In summary, interestingly diabetic women and men were not found to differ in regards to several discussed systemic disorders above. Also the control of diabetes and the prevalence of DR is known to be similar in both genders.1,2,3,4,5 However, the baseline visual acuity levels were found to be significantly difference between women and men in our study. In addition the clinical course was similar and the change in mean BCVA and CRT was similar.


The main limitation of this study was its retrospective design and relatively low sample size for this kind of study. However, this is the first study indicating a difference between women and men in regard to baseline parameters and reporting treatment outcomes of DME. Also all of the included patents were treatment naïve and first time admitters, which were other two strong properties of the study.


In conclusion, our results simply revealed that there may be a significant difference in baseline BCVA between women and men with DME at the first admittance. We suppose that women with DME admit to ophthalmologist lately than men, or at least they wait for a more prominent visual decrease. Perhaps we should be more sensitive in periodic ophthalmology consultations of women with DME.

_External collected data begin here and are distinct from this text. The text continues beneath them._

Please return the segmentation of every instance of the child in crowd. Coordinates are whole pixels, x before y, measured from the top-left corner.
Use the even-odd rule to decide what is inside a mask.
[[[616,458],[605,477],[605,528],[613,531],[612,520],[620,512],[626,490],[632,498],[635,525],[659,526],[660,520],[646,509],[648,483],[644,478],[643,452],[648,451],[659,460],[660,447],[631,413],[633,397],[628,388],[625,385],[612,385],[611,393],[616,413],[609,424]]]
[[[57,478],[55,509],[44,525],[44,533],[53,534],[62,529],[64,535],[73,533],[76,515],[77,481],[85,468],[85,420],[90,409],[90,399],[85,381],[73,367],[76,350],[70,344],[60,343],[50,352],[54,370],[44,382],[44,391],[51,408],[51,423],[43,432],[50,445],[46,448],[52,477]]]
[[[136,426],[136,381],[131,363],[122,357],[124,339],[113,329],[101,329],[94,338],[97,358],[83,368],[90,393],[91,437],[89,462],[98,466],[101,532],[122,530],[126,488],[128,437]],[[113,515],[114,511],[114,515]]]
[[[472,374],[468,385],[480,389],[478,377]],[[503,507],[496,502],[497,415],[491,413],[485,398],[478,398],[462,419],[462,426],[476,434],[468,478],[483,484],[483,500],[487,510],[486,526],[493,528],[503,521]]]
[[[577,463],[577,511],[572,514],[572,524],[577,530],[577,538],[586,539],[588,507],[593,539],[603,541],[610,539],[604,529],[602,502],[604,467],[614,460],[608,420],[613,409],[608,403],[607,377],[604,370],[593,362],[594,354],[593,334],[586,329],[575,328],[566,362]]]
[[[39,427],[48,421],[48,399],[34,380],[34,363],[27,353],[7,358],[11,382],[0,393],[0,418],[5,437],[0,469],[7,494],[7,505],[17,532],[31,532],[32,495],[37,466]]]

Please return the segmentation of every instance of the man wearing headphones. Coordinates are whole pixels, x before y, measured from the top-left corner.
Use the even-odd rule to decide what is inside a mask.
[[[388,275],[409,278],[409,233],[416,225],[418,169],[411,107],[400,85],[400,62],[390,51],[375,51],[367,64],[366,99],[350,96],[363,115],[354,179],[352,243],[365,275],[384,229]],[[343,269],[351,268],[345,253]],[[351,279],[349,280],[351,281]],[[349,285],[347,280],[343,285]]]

The study was in adherence to the Declaration of Helsinki, and consent forms were obtained from all of the patients before each treatment applied in the study. None of the authors have conflict of interest. All authors meet the requirements for authorship including substantive contributions, review and approval of the submitted work, and accept public responsibility for the final manuscript.


The authors declare that they have no conflicts of interest.


This retrospective study was not supported by any company. None of the authors has financial or proprietary interests in any material or method mentioned. This data has not been previously published.